HR34 has been doing the same thing to me off and on since I activated it today....


----------



## allenn (Nov 19, 2005)

Fox News, I get it! :lol: :lol: :lol: :lol: :lol: :lol: You guys are killing me! :lol: !rolling !rolling it's soooo funny! :lol: :lol: !rolling Thanks for the laugh. I will post a comment in DBSTALK next time I need a laugh, and I will visit the Comedy Channel FaceBook page when I need help with my D* HD DVR. :lol: !rolling !rolling


----------



## gregftlaud (Nov 20, 2005)

FAUX NEWS.....Unfair, and unbalanced! From the same people that gave us President G W Bush-----Fox News watchers! LOL LOL LOL


----------



## MysteryMan (May 17, 2010)

allenn said:


> Fox News, I get it! :lol: :lol: :lol: :lol: :lol: :lol: You guys are killing me! :lol: !rolling !rolling it's soooo funny! :lol: :lol: !rolling Thanks for the laugh.
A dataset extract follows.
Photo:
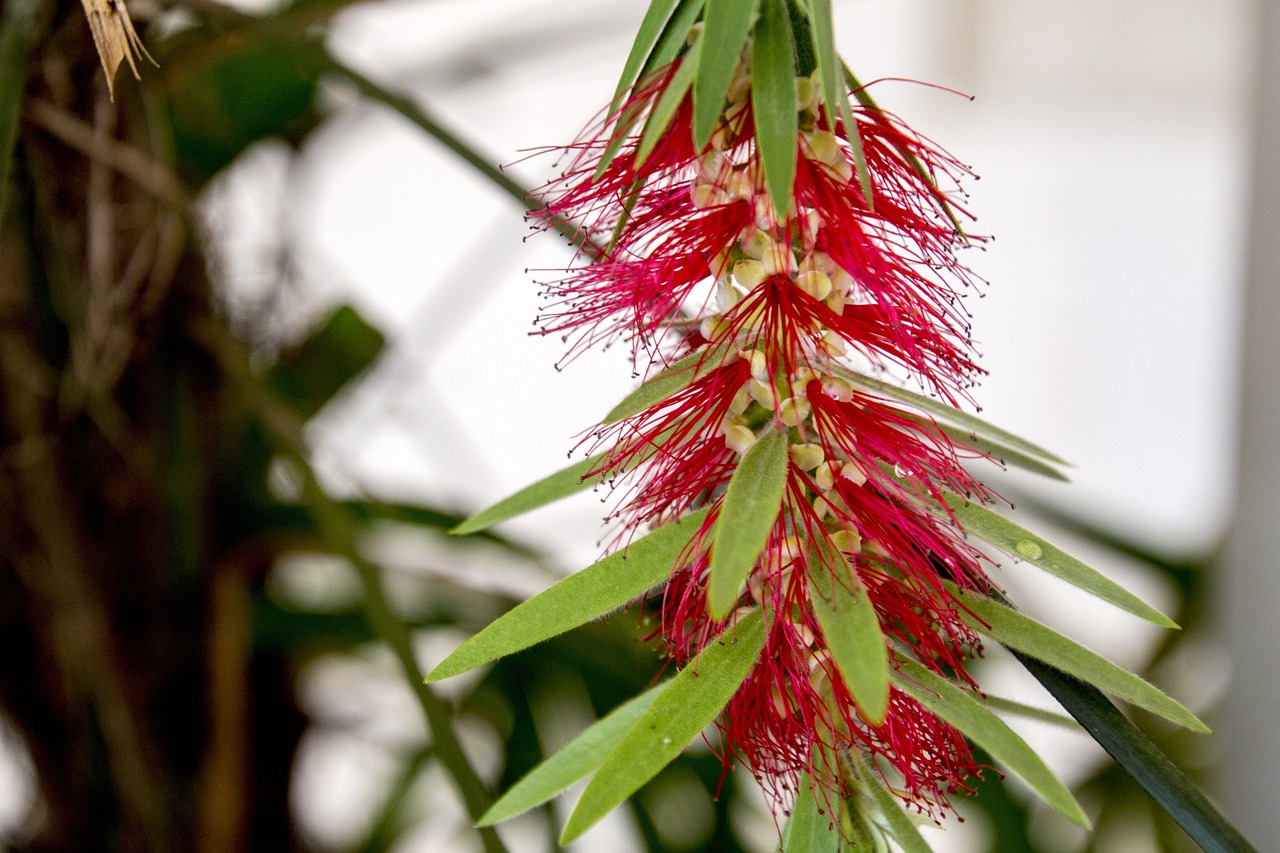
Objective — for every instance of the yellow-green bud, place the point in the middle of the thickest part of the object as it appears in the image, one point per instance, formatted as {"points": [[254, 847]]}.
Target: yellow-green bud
{"points": [[807, 456], [794, 410], [739, 438]]}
I will post a comment in DBSTALK next time I need a laugh, and I will visit the Comedy Channel FaceBook page when I need help with my D* HD DVR. :lol: !rolling !rolling


Glad to be of service. :sure:


----------



## Scott Kocourek (Jun 13, 2009)

I was about to delete all of the off topic posts in this thread but...... Well you decide.

If you would like to try asking your question in a new thread feel free, but this one is done.


----------